Waking with a gasp, it took Willow a moment to realize it had only been a dream. She wasn’t really back in that awful place—she wasn’t really being raped again. Only in her mind, like so many other nights.
Helpless tears welled up in her eyes, infuriating her.
She felt sick to her stomach. Her mind felt polluted—her sense of peace demolished. There was no healing. There was no getting better or moving past it. Nearly every night the same fucking shit—she experienced it over and over again. All the feelings were still there, even if it wasn’t real, because it was real. It had happened. It wasn’t just a bad dream.
To feel helpless was the worst kind of agony.
So she saturated her helplessness in fury—she deserved to be fucking furious. She had been wronged, her suffering did not spring forth from a vacuum—it was the result of her body and soul being violated, her ability to control what happened to her ripped away.
And for what? She didn’t even know. She only knew that it wasn’t right, it wasn’t fair, and there wasn’t a goddamn thing she could do about it.
Well, that wasn’t entirely true.
Reaching for her cell phone, she lit it up, wincing at the brightness and impulsively going to her text messages.

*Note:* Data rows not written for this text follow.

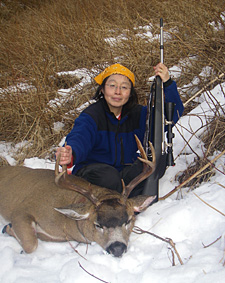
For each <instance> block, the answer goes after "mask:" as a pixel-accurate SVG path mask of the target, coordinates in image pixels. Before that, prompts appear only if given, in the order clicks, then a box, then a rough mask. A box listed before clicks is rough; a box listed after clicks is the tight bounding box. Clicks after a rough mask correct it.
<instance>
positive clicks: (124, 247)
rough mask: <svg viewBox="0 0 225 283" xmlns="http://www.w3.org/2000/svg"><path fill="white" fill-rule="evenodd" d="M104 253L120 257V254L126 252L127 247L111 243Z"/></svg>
mask: <svg viewBox="0 0 225 283" xmlns="http://www.w3.org/2000/svg"><path fill="white" fill-rule="evenodd" d="M106 251H107V252H108V253H110V254H113V255H114V256H116V257H121V256H122V254H123V253H125V252H126V251H127V246H126V245H125V244H124V243H121V242H118V241H116V242H114V243H112V244H111V245H110V246H109V247H108V248H107V250H106Z"/></svg>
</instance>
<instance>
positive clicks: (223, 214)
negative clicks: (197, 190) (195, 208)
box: [193, 193, 225, 216]
mask: <svg viewBox="0 0 225 283" xmlns="http://www.w3.org/2000/svg"><path fill="white" fill-rule="evenodd" d="M193 194H194V195H195V196H196V197H197V198H198V199H200V200H201V201H202V202H204V203H205V204H206V205H208V206H209V207H211V208H212V209H214V210H215V211H217V212H219V213H220V214H222V215H223V216H225V214H224V213H223V212H221V211H219V210H218V209H216V208H215V207H213V206H212V205H210V204H208V203H207V202H206V201H204V200H203V199H202V198H200V196H198V195H197V194H196V193H193Z"/></svg>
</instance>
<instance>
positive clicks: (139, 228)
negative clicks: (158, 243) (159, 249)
mask: <svg viewBox="0 0 225 283" xmlns="http://www.w3.org/2000/svg"><path fill="white" fill-rule="evenodd" d="M133 232H134V233H136V234H149V235H151V236H153V237H155V238H157V239H159V240H161V241H163V242H166V243H168V244H170V246H171V247H172V248H173V250H174V252H175V254H176V255H177V258H178V260H179V262H180V264H181V265H183V264H184V263H183V261H182V259H181V257H180V255H179V253H178V251H177V249H176V247H175V243H174V242H173V240H172V239H170V238H162V237H160V236H158V235H156V234H154V233H151V232H149V231H145V230H143V229H141V228H140V227H138V226H134V230H133Z"/></svg>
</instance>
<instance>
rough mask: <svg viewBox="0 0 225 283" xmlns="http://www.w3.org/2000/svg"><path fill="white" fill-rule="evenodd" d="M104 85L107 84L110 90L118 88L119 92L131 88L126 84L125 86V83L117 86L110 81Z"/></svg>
mask: <svg viewBox="0 0 225 283" xmlns="http://www.w3.org/2000/svg"><path fill="white" fill-rule="evenodd" d="M105 85H107V86H108V87H109V88H110V89H111V90H114V91H115V90H116V89H117V88H119V89H120V91H121V92H127V91H128V90H130V89H131V87H128V86H125V85H122V86H118V85H116V84H113V83H112V84H105Z"/></svg>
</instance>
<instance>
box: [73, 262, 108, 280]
mask: <svg viewBox="0 0 225 283" xmlns="http://www.w3.org/2000/svg"><path fill="white" fill-rule="evenodd" d="M78 263H79V266H80V267H81V268H82V269H83V270H84V271H85V272H86V273H87V274H88V275H90V276H92V277H94V278H95V279H97V280H99V281H101V282H104V283H109V282H107V281H104V280H102V279H100V278H98V277H97V276H95V275H93V274H91V273H90V272H88V271H87V270H86V269H85V268H84V267H83V266H82V265H81V264H80V262H79V261H78Z"/></svg>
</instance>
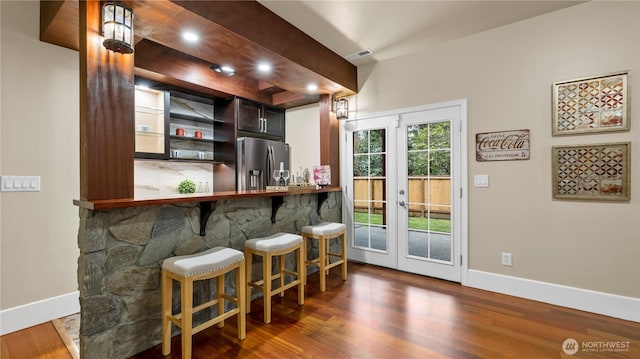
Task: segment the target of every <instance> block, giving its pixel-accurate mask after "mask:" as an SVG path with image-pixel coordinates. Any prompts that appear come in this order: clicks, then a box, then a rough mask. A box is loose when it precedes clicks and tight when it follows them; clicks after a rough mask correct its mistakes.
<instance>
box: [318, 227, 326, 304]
mask: <svg viewBox="0 0 640 359" xmlns="http://www.w3.org/2000/svg"><path fill="white" fill-rule="evenodd" d="M318 242H319V244H320V250H319V253H318V255H319V258H318V259H319V260H318V264H319V267H320V268H319V269H320V273H319V274H320V291H321V292H324V291H325V290H326V289H327V269H326V268H327V260H328V258H327V257H328V256H327V240H326V239H325V238H324V237H323V236H320V239H318Z"/></svg>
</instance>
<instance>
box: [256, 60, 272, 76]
mask: <svg viewBox="0 0 640 359" xmlns="http://www.w3.org/2000/svg"><path fill="white" fill-rule="evenodd" d="M258 71H260V72H262V73H264V74H266V73H269V72H271V65H270V64H268V63H266V62H261V63H259V64H258Z"/></svg>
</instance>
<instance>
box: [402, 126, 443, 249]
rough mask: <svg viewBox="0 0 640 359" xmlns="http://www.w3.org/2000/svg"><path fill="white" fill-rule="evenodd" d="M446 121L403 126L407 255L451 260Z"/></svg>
mask: <svg viewBox="0 0 640 359" xmlns="http://www.w3.org/2000/svg"><path fill="white" fill-rule="evenodd" d="M450 127H451V126H450V122H449V121H441V122H432V123H422V124H414V125H409V126H407V159H408V161H407V180H408V188H407V190H408V193H407V195H408V197H407V198H408V200H409V202H408V206H409V207H408V209H409V217H408V226H407V227H408V229H409V233H408V235H409V238H408V239H409V241H408V247H407V248H408V253H407V254H408V255H409V256H412V257H419V258H425V259H429V260H436V261H443V262H451V257H452V246H451V185H450V183H451V141H450V138H451V134H450Z"/></svg>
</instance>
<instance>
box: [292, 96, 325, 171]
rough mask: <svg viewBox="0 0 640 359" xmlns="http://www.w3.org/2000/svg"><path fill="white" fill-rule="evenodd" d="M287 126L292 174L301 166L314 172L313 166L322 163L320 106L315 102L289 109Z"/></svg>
mask: <svg viewBox="0 0 640 359" xmlns="http://www.w3.org/2000/svg"><path fill="white" fill-rule="evenodd" d="M286 126H287V127H286V129H285V135H286V139H285V141H286V142H287V143H288V144H289V146H290V148H291V158H290V161H291V171H292V176H293V174H295V173H296V172H300V167H302V169H305V168H308V169H309V172H310V173H313V166H317V165H319V164H320V106H319V105H317V104H313V105H307V106H301V107H297V108H293V109H289V110H287V114H286ZM300 175H301V176H302V173H300ZM312 176H313V175H312ZM311 180H313V178H311Z"/></svg>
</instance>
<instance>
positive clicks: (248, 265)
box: [244, 250, 253, 314]
mask: <svg viewBox="0 0 640 359" xmlns="http://www.w3.org/2000/svg"><path fill="white" fill-rule="evenodd" d="M244 260H245V265H246V267H247V268H246V271H245V287H246V293H245V294H246V299H245V301H246V303H245V310H246V312H247V314H248V313H251V286H250V285H249V284H250V283H251V281H252V280H253V278H252V276H251V273H253V268H252V265H253V253H252V252H250V251H247V250H245V251H244Z"/></svg>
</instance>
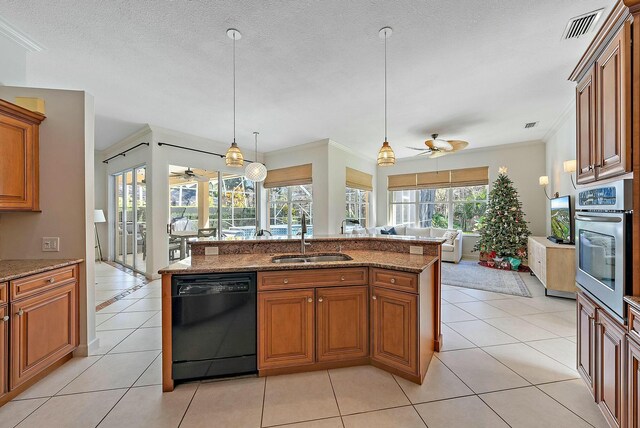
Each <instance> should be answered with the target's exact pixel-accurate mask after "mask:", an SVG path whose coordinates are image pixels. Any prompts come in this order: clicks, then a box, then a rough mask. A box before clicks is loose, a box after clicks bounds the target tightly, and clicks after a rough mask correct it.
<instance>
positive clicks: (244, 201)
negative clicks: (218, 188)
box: [216, 174, 256, 237]
mask: <svg viewBox="0 0 640 428" xmlns="http://www.w3.org/2000/svg"><path fill="white" fill-rule="evenodd" d="M216 190H217V189H216ZM219 203H220V217H221V218H222V232H223V233H225V234H232V235H238V234H239V232H242V235H243V236H245V237H251V236H253V234H254V233H255V231H256V192H255V186H254V183H253V181H251V180H247V179H246V178H244V177H243V176H239V175H231V174H224V175H223V178H222V195H221V197H220V202H219Z"/></svg>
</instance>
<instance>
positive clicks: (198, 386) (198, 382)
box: [162, 382, 202, 428]
mask: <svg viewBox="0 0 640 428" xmlns="http://www.w3.org/2000/svg"><path fill="white" fill-rule="evenodd" d="M200 385H202V382H198V383H197V385H196V389H195V391H193V395H192V396H191V399H190V400H189V404H187V408H186V409H184V413H183V414H182V417H181V418H180V422H178V427H177V428H180V425H182V422H184V418H185V417H186V416H187V412H189V407H191V403H193V399H194V398H196V394H197V393H198V390H199V389H200ZM162 393H163V394H166V393H165V392H164V391H162Z"/></svg>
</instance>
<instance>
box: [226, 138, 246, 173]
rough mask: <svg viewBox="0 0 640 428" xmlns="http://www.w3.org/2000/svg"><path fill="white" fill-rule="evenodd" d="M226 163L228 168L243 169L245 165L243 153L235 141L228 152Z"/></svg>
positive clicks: (227, 152) (234, 141)
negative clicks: (227, 166) (230, 166)
mask: <svg viewBox="0 0 640 428" xmlns="http://www.w3.org/2000/svg"><path fill="white" fill-rule="evenodd" d="M224 162H225V163H226V164H227V166H231V167H235V168H241V167H242V166H243V165H244V156H242V152H241V151H240V149H239V148H238V145H237V144H236V142H235V141H234V142H233V143H231V147H229V150H227V155H226V156H225V158H224Z"/></svg>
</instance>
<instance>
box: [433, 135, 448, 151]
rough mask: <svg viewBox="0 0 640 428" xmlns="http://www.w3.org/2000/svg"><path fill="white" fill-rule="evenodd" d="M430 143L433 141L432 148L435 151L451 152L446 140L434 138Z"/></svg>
mask: <svg viewBox="0 0 640 428" xmlns="http://www.w3.org/2000/svg"><path fill="white" fill-rule="evenodd" d="M432 141H433V145H434V147H435V148H437V149H440V150H444V151H446V152H448V151H450V150H453V146H452V145H451V144H450V143H449V142H448V141H447V140H443V139H441V138H436V139H435V140H432Z"/></svg>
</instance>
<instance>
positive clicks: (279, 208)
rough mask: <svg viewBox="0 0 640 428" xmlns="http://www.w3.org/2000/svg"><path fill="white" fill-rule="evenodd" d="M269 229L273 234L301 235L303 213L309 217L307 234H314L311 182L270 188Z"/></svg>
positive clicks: (282, 234)
mask: <svg viewBox="0 0 640 428" xmlns="http://www.w3.org/2000/svg"><path fill="white" fill-rule="evenodd" d="M268 206H269V230H270V231H271V233H272V234H273V235H299V234H300V232H301V229H302V227H301V225H302V221H301V220H302V213H305V215H306V217H307V234H308V235H313V197H312V187H311V184H305V185H296V186H286V187H273V188H270V189H268Z"/></svg>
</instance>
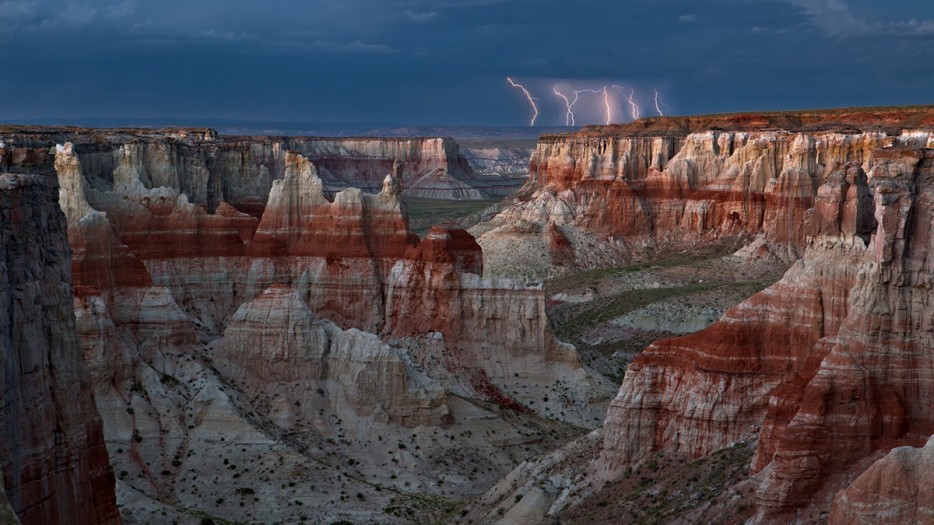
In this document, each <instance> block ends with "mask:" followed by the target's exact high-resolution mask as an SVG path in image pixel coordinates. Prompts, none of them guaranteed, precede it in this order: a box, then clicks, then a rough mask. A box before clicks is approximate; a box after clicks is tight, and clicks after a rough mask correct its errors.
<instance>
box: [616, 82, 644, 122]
mask: <svg viewBox="0 0 934 525" xmlns="http://www.w3.org/2000/svg"><path fill="white" fill-rule="evenodd" d="M613 87H614V88H615V89H618V90H620V91H622V92H623V95H624V96H625V97H626V101H627V102H629V108H630V112H631V113H632V119H633V120H639V105H638V104H636V103H635V102H634V101H633V100H632V97H634V96H635V95H636V90H635V89H633V88H632V86H620V85H617V84H613ZM627 88H628V89H629V94H628V95H626V89H627Z"/></svg>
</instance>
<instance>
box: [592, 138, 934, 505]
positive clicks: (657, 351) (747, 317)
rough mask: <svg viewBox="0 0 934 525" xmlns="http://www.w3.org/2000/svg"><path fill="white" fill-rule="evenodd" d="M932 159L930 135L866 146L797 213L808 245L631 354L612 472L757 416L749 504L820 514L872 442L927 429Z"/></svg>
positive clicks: (885, 443)
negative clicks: (905, 141)
mask: <svg viewBox="0 0 934 525" xmlns="http://www.w3.org/2000/svg"><path fill="white" fill-rule="evenodd" d="M925 157H926V158H925ZM932 164H934V152H932V151H931V150H923V151H922V150H913V149H898V148H894V149H886V150H877V151H875V152H873V165H874V167H873V169H872V171H871V173H870V174H869V176H868V179H869V180H870V181H871V182H870V187H869V188H867V187H866V182H865V180H866V178H865V177H864V176H863V174H862V172H861V170H860V169H859V167H858V166H855V165H848V166H845V167H843V168H842V169H838V170H835V171H834V172H832V173H831V174H830V175H829V176H828V177H827V182H826V183H825V184H824V185H822V186H821V188H820V189H819V190H818V191H817V194H816V204H815V206H814V208H813V210H811V211H809V212H808V213H807V214H806V216H807V218H808V220H807V222H806V226H805V228H803V229H802V230H803V232H805V233H807V234H809V237H808V238H809V241H808V246H807V251H806V252H805V255H804V257H803V259H801V260H800V261H798V262H797V263H795V265H794V266H793V267H792V268H791V269H790V270H789V271H788V273H787V274H786V275H785V277H784V278H783V279H782V280H781V281H780V282H779V283H777V284H776V285H774V286H772V287H770V288H768V289H766V290H765V291H763V292H761V293H759V294H756V295H755V296H753V297H752V298H750V299H749V300H747V301H746V302H744V303H742V304H740V305H739V306H737V307H736V308H734V309H732V310H730V311H729V312H727V314H725V315H724V317H723V318H722V319H721V320H720V321H719V322H717V323H715V324H714V325H712V326H711V327H710V328H708V329H707V330H704V331H702V332H698V333H697V334H694V335H691V336H687V337H683V338H677V339H671V340H666V341H660V342H658V343H655V344H653V345H652V346H650V347H649V348H648V349H647V350H646V351H645V352H643V354H641V355H640V356H638V357H637V358H636V359H635V360H634V362H633V364H632V365H631V366H630V368H629V370H628V371H627V374H626V377H625V379H624V382H623V385H622V387H621V389H620V394H619V396H618V397H617V399H616V400H615V401H614V403H613V405H612V407H611V410H610V413H609V414H608V417H607V424H606V427H607V438H606V451H605V456H604V459H605V460H606V462H607V466H608V468H609V469H610V470H611V472H612V471H614V470H616V469H618V468H620V466H621V465H624V464H627V463H630V462H632V461H635V460H638V459H640V458H641V457H644V456H645V455H646V454H648V453H649V452H651V451H654V450H669V451H681V452H686V453H689V454H692V455H694V456H702V455H705V454H709V453H711V452H712V451H714V450H716V449H717V448H721V447H725V446H728V445H729V444H730V442H731V441H734V440H736V439H739V438H740V437H741V436H742V435H744V434H753V433H755V432H756V431H757V430H758V429H759V428H760V427H761V433H760V439H759V446H758V449H757V454H756V457H755V460H754V464H753V471H754V472H758V471H761V474H760V475H759V479H760V480H761V484H760V486H759V489H758V491H757V505H758V518H759V520H763V521H783V520H786V519H788V518H789V517H791V516H794V515H797V516H798V517H799V518H802V519H817V514H819V512H820V511H821V510H826V509H827V508H829V503H830V497H831V496H832V494H833V492H834V491H835V490H838V489H839V488H840V487H841V483H842V482H843V480H844V479H845V477H846V476H848V475H849V476H852V475H854V472H855V473H857V474H858V473H859V472H860V471H861V470H862V469H863V468H865V465H864V464H863V463H862V462H863V461H864V460H865V459H866V458H868V457H870V456H871V455H872V454H873V453H874V452H876V451H879V450H883V451H884V450H888V449H889V448H891V447H893V446H898V445H913V446H917V445H919V444H921V443H923V442H924V440H926V439H927V437H928V436H929V435H931V434H932V433H934V416H932V414H934V354H932V353H931V352H930V349H931V348H934V340H932V338H931V336H930V331H929V330H928V325H929V324H930V323H929V320H930V319H931V318H932V312H930V311H929V310H930V309H929V307H928V306H927V305H928V302H929V301H927V297H928V295H929V293H928V283H929V281H930V276H929V271H928V268H930V267H932V263H931V261H930V259H931V257H934V256H932V255H929V251H930V242H929V241H930V237H931V236H930V232H931V230H932V220H934V212H932V211H931V210H932V209H934V167H932ZM870 189H871V192H872V194H873V197H872V198H873V199H874V201H873V203H872V208H873V209H874V220H873V219H872V218H870V217H869V213H868V211H869V209H870V206H869V203H870V200H869V198H870V197H869V192H870ZM874 223H875V224H874ZM870 235H871V240H870V241H869V245H868V247H864V246H865V244H864V239H867V238H869V236H870Z"/></svg>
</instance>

She rolled her eyes at the name Shelly, deceptively posing as Ethan. Without bothering to check the time or consider his family, she rapidly typed out, “Tonight my mom told me how lucky I am that I wasn’t raped while I was in captivity. I sure am fucking lucky!”
Well, it ended up saying she was “ducking” lucky because autocorrect was a prudish bastard, but he would get the gist.
“Fuck you,” she said to her phone, throwing it down beside her on the bed.
Just lying there thinking about it, she could feel her face heating up, her rage building. She needed to release her anger, but that felt impossible.
Her phone vibrated and lit back up.
Picking it up, she read his message. “Are you okay?”
“No I’m not ok. I’m furious. I thought I was doing better.”
He promptly replied, “Do you need to talk?”
“There’s no one to talk to,” she stated.
“I thought you were seeing a counselor?”
She couldn’t remember if she had told him that or not, but she sent back, “Can’t tell her.”
She watched the screen for a minute, but it only dimmed and faded to black. He didn’t seem to have a response to that one.
Dropping the phone back into the cushion of her blankets, she covered her face with her hands and tried to find her way back to a more peaceful mindset.
Her mind wasn’t having it. The dream was too vivid, too real.
Then her phone went off.
She wasn’t sure what
she expected it to say, but she did not expect what she read. “Are you able to meet me somewhere?”
For a split second, she was so surprised that her fury was delayed, but then she remembered that she was afraid to go outside after dark, and even if she ran to her car, she would have to face the terror of running to it, then the terror of running back inside when she returned. It wasn’t worth it.
“No,” she sent back. Then she elaborated succinctly, “Afraid to go outside alone after dark.”
The phone indicated he was typing, then he sent back, “Is your family asleep? I could pick you up.”
She didn’t respond. It surprised her, and she wasn’t exactly sure how she felt about it.
Then he added, “Or I could just come to make sure you get to your car safely.”